Why AI Engineering is closer to Software Engineering than Machine Learning?
Why it’s less about models and more about building products: A Software Engineer’s Perspective
I just finished Chapter 1 of the “AI Engineering” book, and it completely reframed how I think about building AI applications.
As a software engineer, I thought AI engineering would be mostly about understanding complex ML algorithms.
Turns out, that’s not where most of the work happens anymore.
The workflow inversion that changes everything
Traditional ML followed a familiar pattern: collect labeled data for months, train a model, tune hyperparameters, and eventually ship something useful.
That workflow is largely obsolete for most products.
Today, teams start with the product. They pick a strong foundation model (GPT-4, Claude), wire it through an API, build a demo quickly, and put it in front of users. Only after real feedback do they decide whether custom models or fine-tuning are worth it.
The book calls this workflow inversion. It explains why so many AI demos appear overnight and why production-quality systems take much longer.
This isn’t just faster, it fundamentally changes who can build AI applications and what skills matter most.
Scale: the one word that explains everything
Old ML systems depended on labeled data. Want to detect fraud? You needed humans to tag thousands of transactions. At scale, labeling became the bottleneck. ImageNet alone required labeling a million images, costing tens of thousands of dollars.
Foundation models bypass this using self-supervision. Every sentence provides its own training data.
Instead of a human labeling data, the model labels itself. Think about how you’d finish this sentence: “The server crashed because...” Your brain already has a shortlist of likely next words - “the memory,” “a bug,” “too many requests.” That intuition came from reading thousands of similar sentences over your lifetime.

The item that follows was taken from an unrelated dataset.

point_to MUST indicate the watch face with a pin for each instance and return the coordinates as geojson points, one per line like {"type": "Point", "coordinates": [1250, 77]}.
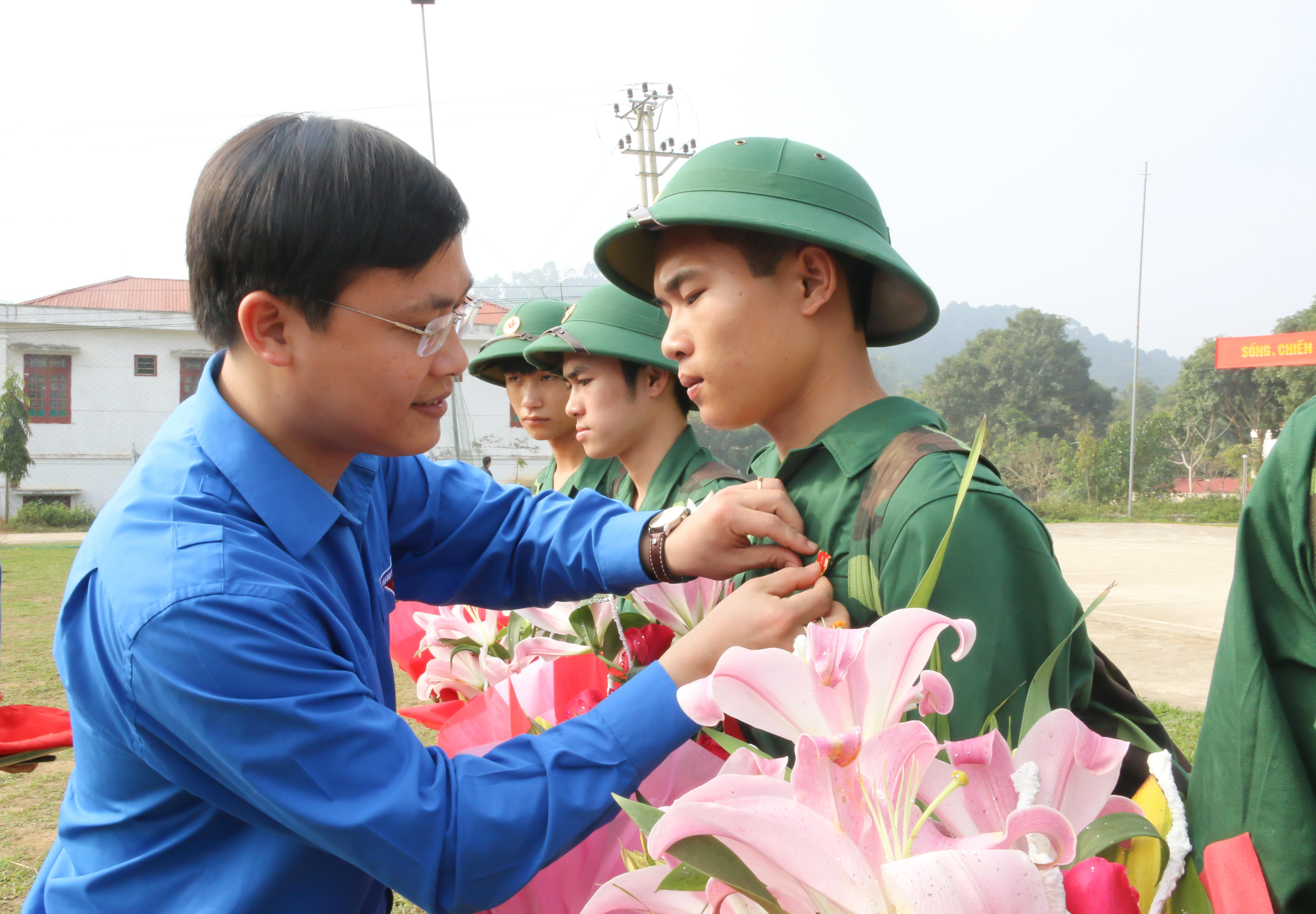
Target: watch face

Language models learn the same way, just faster and at massive scale. Feed it “The server crashed because” and it predicts the next word. Then the next. Then the next. Every sentence on the internet - billions of them - becomes a free training example. No human labels. No bottleneck. Just pattern recognition at a scale no human team could ever match.
This breakthrough is why we can now have models with 100+ billion parameters trained on essentially all public internet data.
Where do AI Engineers actually work?
After reading this chapter, I realized AI engineering differs from traditional ML engineering in three major ways:
1. Application development: you’re adapting models, not building them
The book makes this distinction crystal clear:
Traditional ML engineering = building models, while AI engineering = adapting existing models.
This means less obsessing over model internals you can't control, more focus on
Prompt engineering (getting models to do what you want through instructions)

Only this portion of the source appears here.